The reach of non-profit drug discovery and development is expanding. Hospitals with deep oncology expertise that are part of, or linked to, academic cancer research institutes are often the location of all three phases of clinical trials. Some academic pharmacies are certified to develop and produce drug formulations that are suitable for clinical use. And academic clinicians have proven themselves to be highly capable of running large investigator-initiated, as well as pharma-sponsored, clinical trials.

Academia therefore has the skills and the tools to discover drugs and take them through clinical trials. But academic drug development is commonly stalled at the clinical testing stage and this is for several reasons. Most academic groups would not have the stringent quality control required to manufacture clinical grade drugs at large-scale. They also do not usually have the funds needed for the expensive toxicology testing required by regulators. And, even if academia could surmount these two hurdles, they clearly would not be equipped to handle the marketing and sales of the drugs, nor would that be appropriate.

Many academic researchers want their discoveries to benefit patients and so these obstacles drive them towards working with industry, which can work well. But companies of course want to ensure the maximum return for their investment at this stage and academics lose any influence over pricing if they want to see their discoveries reach the clinic.
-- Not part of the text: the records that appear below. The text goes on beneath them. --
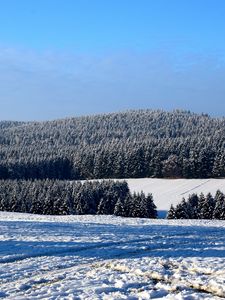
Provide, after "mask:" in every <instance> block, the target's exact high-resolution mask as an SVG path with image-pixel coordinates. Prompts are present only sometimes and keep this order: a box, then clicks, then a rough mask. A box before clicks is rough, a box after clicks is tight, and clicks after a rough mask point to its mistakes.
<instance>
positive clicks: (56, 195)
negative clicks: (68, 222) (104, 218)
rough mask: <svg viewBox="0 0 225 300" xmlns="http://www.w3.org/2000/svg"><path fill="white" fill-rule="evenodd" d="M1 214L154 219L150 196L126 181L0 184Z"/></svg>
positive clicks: (154, 213)
mask: <svg viewBox="0 0 225 300" xmlns="http://www.w3.org/2000/svg"><path fill="white" fill-rule="evenodd" d="M0 210H1V211H12V212H26V213H35V214H48V215H53V214H54V215H65V214H105V215H112V214H114V215H117V216H124V217H142V218H156V216H157V211H156V206H155V204H154V202H153V198H152V195H151V194H149V195H147V196H146V195H145V194H144V193H140V194H136V193H134V194H131V193H130V191H129V188H128V185H127V183H126V182H125V181H123V182H119V181H116V182H114V181H110V180H109V181H93V182H91V181H86V182H84V183H81V182H74V181H65V180H64V181H60V180H48V179H47V180H34V181H30V180H26V181H25V180H0Z"/></svg>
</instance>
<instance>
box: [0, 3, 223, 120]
mask: <svg viewBox="0 0 225 300" xmlns="http://www.w3.org/2000/svg"><path fill="white" fill-rule="evenodd" d="M224 15H225V1H224V0H38V1H37V0H20V1H18V0H7V1H6V0H0V104H1V110H0V119H1V120H3V119H4V120H5V119H7V120H8V119H13V120H33V119H36V120H46V119H55V118H63V117H68V116H75V115H83V114H94V113H102V112H111V111H121V110H127V109H134V108H153V109H155V108H162V109H166V110H172V109H176V108H181V109H188V110H191V111H195V112H206V113H209V114H211V115H215V116H224V115H225V84H224V82H225V18H224Z"/></svg>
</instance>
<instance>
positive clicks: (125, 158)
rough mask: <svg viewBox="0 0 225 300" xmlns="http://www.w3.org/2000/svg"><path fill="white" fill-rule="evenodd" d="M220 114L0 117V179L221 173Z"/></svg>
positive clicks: (144, 112)
mask: <svg viewBox="0 0 225 300" xmlns="http://www.w3.org/2000/svg"><path fill="white" fill-rule="evenodd" d="M224 166H225V118H220V119H219V118H212V117H210V116H208V115H205V114H202V115H198V114H195V113H191V112H187V111H180V110H175V111H173V112H165V111H162V110H156V111H154V110H137V111H127V112H121V113H111V114H103V115H94V116H84V117H76V118H68V119H62V120H55V121H46V122H10V121H3V122H0V179H44V178H49V179H71V180H73V179H75V180H77V179H92V178H129V177H130V178H142V177H162V178H210V177H214V178H218V177H225V167H224Z"/></svg>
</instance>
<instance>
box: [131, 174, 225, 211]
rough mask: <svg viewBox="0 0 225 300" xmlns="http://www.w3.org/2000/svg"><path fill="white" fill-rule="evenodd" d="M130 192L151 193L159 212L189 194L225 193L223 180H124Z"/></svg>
mask: <svg viewBox="0 0 225 300" xmlns="http://www.w3.org/2000/svg"><path fill="white" fill-rule="evenodd" d="M125 180H126V181H127V183H128V185H129V188H130V190H131V192H134V191H135V192H141V191H143V192H144V193H152V194H153V197H154V202H155V204H156V206H157V208H158V209H159V210H168V209H169V208H170V205H171V204H173V205H176V204H178V203H179V202H181V200H182V198H183V197H184V198H188V196H189V194H192V193H197V194H200V193H201V192H203V194H207V193H209V192H210V193H211V194H213V195H214V194H215V193H216V191H217V190H221V192H223V193H225V179H151V178H140V179H125Z"/></svg>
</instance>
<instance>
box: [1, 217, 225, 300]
mask: <svg viewBox="0 0 225 300" xmlns="http://www.w3.org/2000/svg"><path fill="white" fill-rule="evenodd" d="M224 236H225V221H201V220H198V221H194V220H192V221H182V222H181V221H180V220H176V221H170V220H143V219H123V218H119V217H113V216H61V217H60V216H39V215H27V214H18V213H0V297H2V298H3V299H4V298H6V299H68V300H69V299H88V300H89V299H154V298H158V299H179V300H180V299H196V300H197V299H221V297H222V298H225V240H224Z"/></svg>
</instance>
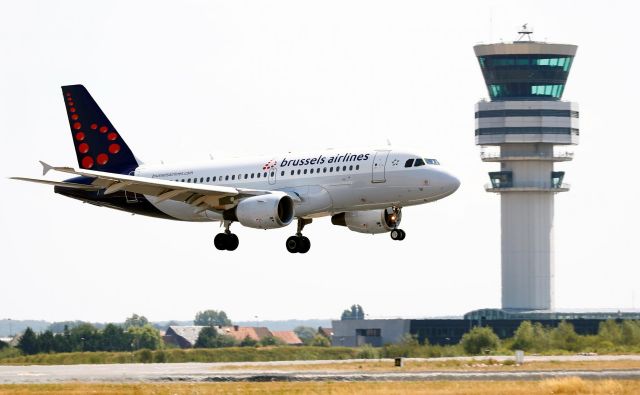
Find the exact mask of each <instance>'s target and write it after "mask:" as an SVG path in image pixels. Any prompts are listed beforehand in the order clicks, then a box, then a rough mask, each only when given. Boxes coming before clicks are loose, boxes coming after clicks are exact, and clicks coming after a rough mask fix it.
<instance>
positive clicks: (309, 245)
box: [298, 236, 311, 254]
mask: <svg viewBox="0 0 640 395" xmlns="http://www.w3.org/2000/svg"><path fill="white" fill-rule="evenodd" d="M309 249H311V240H309V239H308V238H306V237H304V236H302V237H300V247H299V249H298V252H299V253H301V254H306V253H307V252H309Z"/></svg>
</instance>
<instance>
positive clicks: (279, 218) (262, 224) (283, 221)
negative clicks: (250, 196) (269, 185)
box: [235, 193, 294, 229]
mask: <svg viewBox="0 0 640 395" xmlns="http://www.w3.org/2000/svg"><path fill="white" fill-rule="evenodd" d="M293 216H294V207H293V199H291V197H289V195H287V194H284V193H271V194H266V195H260V196H252V197H250V198H246V199H242V200H241V201H240V203H238V206H237V207H236V208H235V217H236V218H235V219H237V221H238V222H240V223H241V224H242V225H244V226H248V227H250V228H257V229H274V228H281V227H283V226H287V225H289V224H290V223H291V221H293Z"/></svg>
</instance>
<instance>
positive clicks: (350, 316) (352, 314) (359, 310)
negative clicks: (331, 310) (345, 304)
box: [340, 304, 364, 321]
mask: <svg viewBox="0 0 640 395" xmlns="http://www.w3.org/2000/svg"><path fill="white" fill-rule="evenodd" d="M340 319H341V320H343V321H344V320H364V309H363V308H362V306H360V305H359V304H354V305H351V308H350V309H348V310H344V311H343V312H342V315H341V316H340Z"/></svg>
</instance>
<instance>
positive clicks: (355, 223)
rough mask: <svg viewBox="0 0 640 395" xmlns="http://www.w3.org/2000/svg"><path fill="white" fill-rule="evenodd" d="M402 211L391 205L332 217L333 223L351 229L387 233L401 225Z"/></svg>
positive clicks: (353, 211)
mask: <svg viewBox="0 0 640 395" xmlns="http://www.w3.org/2000/svg"><path fill="white" fill-rule="evenodd" d="M401 218H402V211H400V209H399V208H394V207H389V208H386V209H383V210H367V211H348V212H345V213H340V214H335V215H334V216H332V217H331V223H332V224H334V225H339V226H346V227H347V228H349V229H350V230H352V231H354V232H359V233H371V234H376V233H385V232H390V231H391V230H393V229H395V228H397V227H398V226H399V225H400V220H401Z"/></svg>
One solution to the current challenges is to form new companies that are partnerships between academia and industry. And it may even be possible for some generic drug producers to work with academia in this way. These firms bring generic versions of drugs to market at greatly reduced prices and are therefore used to working with lower profit margins, and they have the infrastructure in place to manufacture at large scale, as well as the marketing and sales capabilities. But many other models are also possible.

By industry and academia working together as small specialised companies on targeted drugs, with associated biomarkers of response, which would require only require small numbers of patients on trials to satisfy regulators then if savings are passed on, drug prices could be far lower than what we currently see.

But this model would only succeed if the academic organisations can resist selling their discoveries to the highest bidder and stay true to their societal responsibilities. To that end these organisations would need to agree a price ceiling, and a pricing strategy that ideally also ensures accessibility in lower- and middle-income nations, this would need to be done during any negotiations with partners and investors. The academic partners would receive royalties on sales of the drugs, which would help sustain them and fund the discovery and development of new drugs. Patients would gain access to much needed drugs without bankrupting themselves or health care providers.

Currently there are not many academic drug discovery centres in the world that are ready to take on such a partnership so this clearly is not an overnight solution to the global crisis in cancer drug pricing. But over time academic centres could begin to move towards this model and create the kind of competition needed to gradually drive down the prices that result from the conventional model.

In the short-term, academia, working in these new partnerships, can help to bring prices down by attempting to harvest the low-hanging fruit that are not profitable enough for industry to consider. Researchers can take patent-expired drugs and, using biomarkers that suggest efficacy, and explore new indications. Academia can also seek out effective drug combinations using drug candidates that were abandoned because they were not a success on their own.

If we are to end this era of $100,000 cancer drugs, we are going to have to make some big changes to the whole way drugs are discovered and developed. The proposals I and my colleagues have outlined are disruptive but there is a clear and urgent necessity to lower cancer drug prices to keep lifesaving drugs available and affordable for patients. It just will not be possible for healthcare systems like the NHS to afford the newest and best cancer drugs if prices continue to rise as rapidly as they are now.